Shorter descriptions cost fewer tokens and are easier for agents to parse. Every sentence should earn its place.

Completeness2/5

Given the tool's complexity, does the description cover enough for an agent to succeed on first attempt?

For a tool with 8 parameters, no annotations, and no output schema, the description is inadequate. It lacks details on behavioral traits (e.g., pagination, enterprise context), usage context compared to siblings, and expected return values. The high parameter count and absence of structured support fields mean the description should do more to guide the agent effectively.

Complex tools with many parameters or behaviors need more documentation. Simple tools need less. This dimension scales expectations accordingly.

Parameters3/5

Does the description clarify parameter syntax, constraints, interactions, or defaults beyond what the schema provides?

The schema description coverage is 100%, with each parameter well-documented in the input schema. The description adds no additional parameter details beyond what the schema provides, such as explaining relationships between parameters (e.g., how 'boardIds' and 'emails' interact). Given the high schema coverage, the baseline score of 3 is appropriate, as the description doesn't compensate with extra semantic value.

Input schemas describe structure but not intent. Descriptions should explain non-obvious parameter relationships and valid value ranges.

Purpose4/5

Does the description clearly state what the tool does and how it differs from similar tools?

The description clearly states the tool's purpose with a specific verb ('Retrieves') and resource ('content change logs of board items'), and it specifies an enterprise-only restriction. However, it doesn't differentiate from sibling tools like 'get-audit-logs' or 'get-specific-board' that might also retrieve logs or board information, which prevents a perfect score.

Agents choose between tools based on descriptions. A clear purpose with a specific verb and resource helps agents select the right tool.

Usage Guidelines2/5

Does the description explain when to use this tool, when not to, or what alternatives exist?

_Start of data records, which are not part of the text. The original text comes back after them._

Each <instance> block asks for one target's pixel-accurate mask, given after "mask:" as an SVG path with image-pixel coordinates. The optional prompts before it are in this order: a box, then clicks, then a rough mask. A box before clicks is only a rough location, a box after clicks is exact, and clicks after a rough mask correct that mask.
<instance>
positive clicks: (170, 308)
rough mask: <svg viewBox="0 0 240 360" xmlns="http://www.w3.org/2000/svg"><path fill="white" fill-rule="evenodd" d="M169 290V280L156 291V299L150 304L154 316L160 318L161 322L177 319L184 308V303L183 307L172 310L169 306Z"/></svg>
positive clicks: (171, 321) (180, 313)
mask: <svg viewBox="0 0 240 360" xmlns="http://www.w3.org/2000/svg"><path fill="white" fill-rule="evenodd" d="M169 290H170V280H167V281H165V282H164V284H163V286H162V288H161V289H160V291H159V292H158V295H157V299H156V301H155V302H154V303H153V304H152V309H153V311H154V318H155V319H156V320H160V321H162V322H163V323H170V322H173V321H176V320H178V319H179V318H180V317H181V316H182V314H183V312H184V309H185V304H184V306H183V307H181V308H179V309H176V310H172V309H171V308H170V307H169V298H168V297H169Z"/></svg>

The description provides minimal guidance by mentioning 'Enterprise only', but it doesn't explain when to use this tool versus alternatives like 'get-audit-logs' or 'get-specific-board' for related data. There's no mention of prerequisites, exclusions, or specific scenarios for usage, leaving the agent with little contextual direction.

Agents often have multiple tools that could apply. Explicit usage guidance like "use X instead of Y when Z" prevents misuse.